= Sarah Chan (basketball) =

South Sudanese basketball player and NBA scout

Sarah Zeinab Chan is a South Sudanese former professional basketball player and lead scout in Africa for the National Basketball Association's (NBA) Toronto Raptors, who grew up as a refugee in Kenya. She is the first woman to scout for an NBA team in Africa. She is also the founder of Home At Home/Apediet Foundation, a non-governmental organization that combats child marriage and advocates sports and education for girls. In 2022, Chan was named to the BBC 100 Women list.

== Early life and education ==
Chan grew up in Khartoum, Sudan, during the second Sudanese Civil War. She lived with her parents, two older brothers and younger sister alongside other families in a homestead that was "half-mud and half-brick". She speaks English, Swahili, Arabic, and Dinka.

In August 1998, her family fled to Nairobi, Kenya, where her parents received an academic sponsorship to study theology, as well as tuition for Sarah and her sister's education. Chan played sports for the first time in 2004 at Laiser Hill High School, where she quickly excelled in basketball.

In 2007, she moved to the US, and attended Union University in Jackson, Tennessee, on a basketball scholarship. There, she studied political science and history, and played on the school's National Association of Intercollegiate Athletics (NAIA) program. After playing professionally for a few years in Europe and Africa, she returned to Nairobi, where she pursued a master's degree in peace and conflict studies at United States International University Africa.

== Sports career ==
Standing at tall, Chan played the forward position. As a senior, she was named to the NAIA all-tournament team and a first-team NAIA All-American. Over four seasons at Union University, she scored 1,892 points and had 1,112 rebounds.

She tried out for the Women's National Basketball Association team Indiana Fever, but was not selected.

Chan continued playing basketball professionally in Spain and Portugal, and also played for clubs in Tunisia, Angola, and Mozambique. She subsequently returned to Kenya, where she played for the United States International University Africa.
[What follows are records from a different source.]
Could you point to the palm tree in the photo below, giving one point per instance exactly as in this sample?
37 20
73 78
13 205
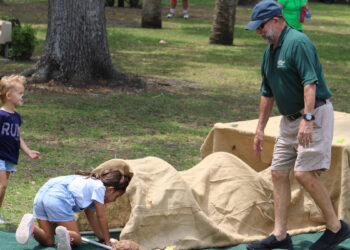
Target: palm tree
224 22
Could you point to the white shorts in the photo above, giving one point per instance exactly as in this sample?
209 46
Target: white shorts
289 154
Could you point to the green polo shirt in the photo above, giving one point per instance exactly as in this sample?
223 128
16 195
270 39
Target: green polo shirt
286 69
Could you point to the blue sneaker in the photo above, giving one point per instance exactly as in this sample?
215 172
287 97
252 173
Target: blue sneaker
330 240
270 243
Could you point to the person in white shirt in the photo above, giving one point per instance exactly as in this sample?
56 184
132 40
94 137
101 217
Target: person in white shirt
60 197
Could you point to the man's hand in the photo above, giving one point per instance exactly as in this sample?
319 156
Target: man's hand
305 133
258 142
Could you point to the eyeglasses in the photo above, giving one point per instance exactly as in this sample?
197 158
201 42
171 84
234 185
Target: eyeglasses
265 22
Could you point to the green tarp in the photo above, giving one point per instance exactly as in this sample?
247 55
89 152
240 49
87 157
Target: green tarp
8 242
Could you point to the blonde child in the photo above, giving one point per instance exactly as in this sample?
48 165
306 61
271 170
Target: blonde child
60 197
11 95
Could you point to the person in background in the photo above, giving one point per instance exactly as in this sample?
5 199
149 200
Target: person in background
60 197
292 75
173 6
291 10
11 95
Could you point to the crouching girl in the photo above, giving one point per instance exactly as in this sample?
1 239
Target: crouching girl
60 197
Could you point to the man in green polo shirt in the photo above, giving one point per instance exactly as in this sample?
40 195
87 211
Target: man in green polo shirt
292 76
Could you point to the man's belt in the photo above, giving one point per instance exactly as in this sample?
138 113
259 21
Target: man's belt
298 114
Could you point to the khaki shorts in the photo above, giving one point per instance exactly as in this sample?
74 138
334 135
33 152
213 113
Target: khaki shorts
289 154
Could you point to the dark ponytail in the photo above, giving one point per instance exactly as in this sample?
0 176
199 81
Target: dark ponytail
110 178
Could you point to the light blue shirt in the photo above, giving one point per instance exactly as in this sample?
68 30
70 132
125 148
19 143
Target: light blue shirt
87 190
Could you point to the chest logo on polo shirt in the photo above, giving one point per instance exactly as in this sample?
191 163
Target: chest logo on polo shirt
281 64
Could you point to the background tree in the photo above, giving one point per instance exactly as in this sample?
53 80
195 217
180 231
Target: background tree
151 14
223 22
76 49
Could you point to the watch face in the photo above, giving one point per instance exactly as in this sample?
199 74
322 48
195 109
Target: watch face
308 117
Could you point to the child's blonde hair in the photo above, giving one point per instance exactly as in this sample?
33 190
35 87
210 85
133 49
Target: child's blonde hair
8 82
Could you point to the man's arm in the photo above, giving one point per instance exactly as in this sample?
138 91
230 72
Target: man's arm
266 105
306 127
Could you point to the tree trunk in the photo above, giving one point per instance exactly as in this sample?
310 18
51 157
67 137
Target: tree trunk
151 14
224 22
76 49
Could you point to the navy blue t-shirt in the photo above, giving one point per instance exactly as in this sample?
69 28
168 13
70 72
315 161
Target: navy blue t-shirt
9 136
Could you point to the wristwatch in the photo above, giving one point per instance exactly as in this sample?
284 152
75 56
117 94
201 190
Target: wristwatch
308 117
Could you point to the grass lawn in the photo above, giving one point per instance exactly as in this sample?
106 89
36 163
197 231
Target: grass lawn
192 85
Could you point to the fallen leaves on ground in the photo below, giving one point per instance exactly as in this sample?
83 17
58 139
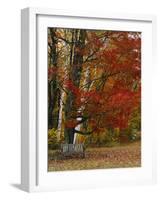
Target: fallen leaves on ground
101 158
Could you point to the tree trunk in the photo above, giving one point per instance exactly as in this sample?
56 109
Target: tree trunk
78 39
53 90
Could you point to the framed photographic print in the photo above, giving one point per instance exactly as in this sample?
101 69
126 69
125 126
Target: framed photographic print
86 99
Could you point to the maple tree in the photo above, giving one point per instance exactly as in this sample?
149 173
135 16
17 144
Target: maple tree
94 80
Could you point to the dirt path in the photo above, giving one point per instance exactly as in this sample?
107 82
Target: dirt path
101 158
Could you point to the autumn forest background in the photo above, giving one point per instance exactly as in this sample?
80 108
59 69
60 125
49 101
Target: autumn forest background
94 98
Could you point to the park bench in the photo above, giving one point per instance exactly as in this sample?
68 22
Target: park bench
72 150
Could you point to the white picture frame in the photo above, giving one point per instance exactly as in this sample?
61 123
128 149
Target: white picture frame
34 176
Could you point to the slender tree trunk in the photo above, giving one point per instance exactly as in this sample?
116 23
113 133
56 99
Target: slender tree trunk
53 90
78 37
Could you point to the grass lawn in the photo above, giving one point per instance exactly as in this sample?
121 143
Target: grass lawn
101 158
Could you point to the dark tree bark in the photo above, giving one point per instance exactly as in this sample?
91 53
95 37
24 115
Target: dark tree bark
53 90
76 61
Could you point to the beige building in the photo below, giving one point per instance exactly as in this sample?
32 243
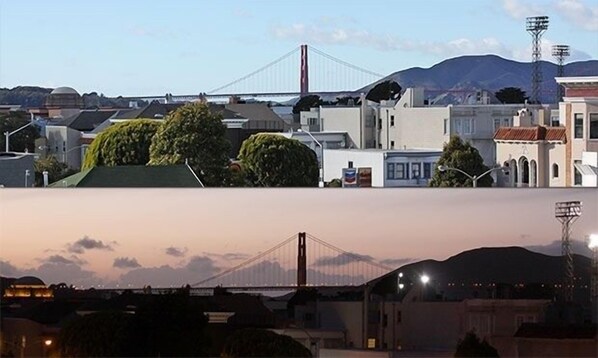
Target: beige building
562 155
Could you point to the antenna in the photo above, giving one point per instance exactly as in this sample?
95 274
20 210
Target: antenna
560 52
567 212
536 26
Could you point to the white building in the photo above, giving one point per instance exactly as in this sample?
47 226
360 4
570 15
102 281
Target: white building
561 156
390 168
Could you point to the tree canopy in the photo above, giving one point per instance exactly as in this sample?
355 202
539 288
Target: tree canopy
512 95
272 160
195 134
262 343
23 139
471 346
460 155
125 143
307 102
56 170
384 91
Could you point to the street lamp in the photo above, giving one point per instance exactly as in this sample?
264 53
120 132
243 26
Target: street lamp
474 178
321 184
7 134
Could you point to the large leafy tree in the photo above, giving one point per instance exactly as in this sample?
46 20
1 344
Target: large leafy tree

Chan was the top scorer and rebounder, and was in the 2015 FIBA Africa Women's Champions Cup All-Star Five, and also competed in the 2017 FIBA Africa Women's Clubs Champions Cup.

While coaching at a Giants of Africa basketball camp in Kenya in 2017, she was discovered by Toronto Raptors president Masai Ujiri, who followed her career and later hired her as a scout and basketball development associate. As the lead scout, Chan travels throughout Africa recruiting talent for the Raptors. She has also persuaded Ujiri to hold Giants of Africa camps in Juba, South Sudan, and Mogadishu, Somalia, to offer girls the opportunity to try basketball.

== Foundation ==
Chan started her charity, the Home At Home/Apediet Foundation, to provide mentoring to girls, prevent child marriage, and promote education and sports. It is a national non-governmental organization named after her mother.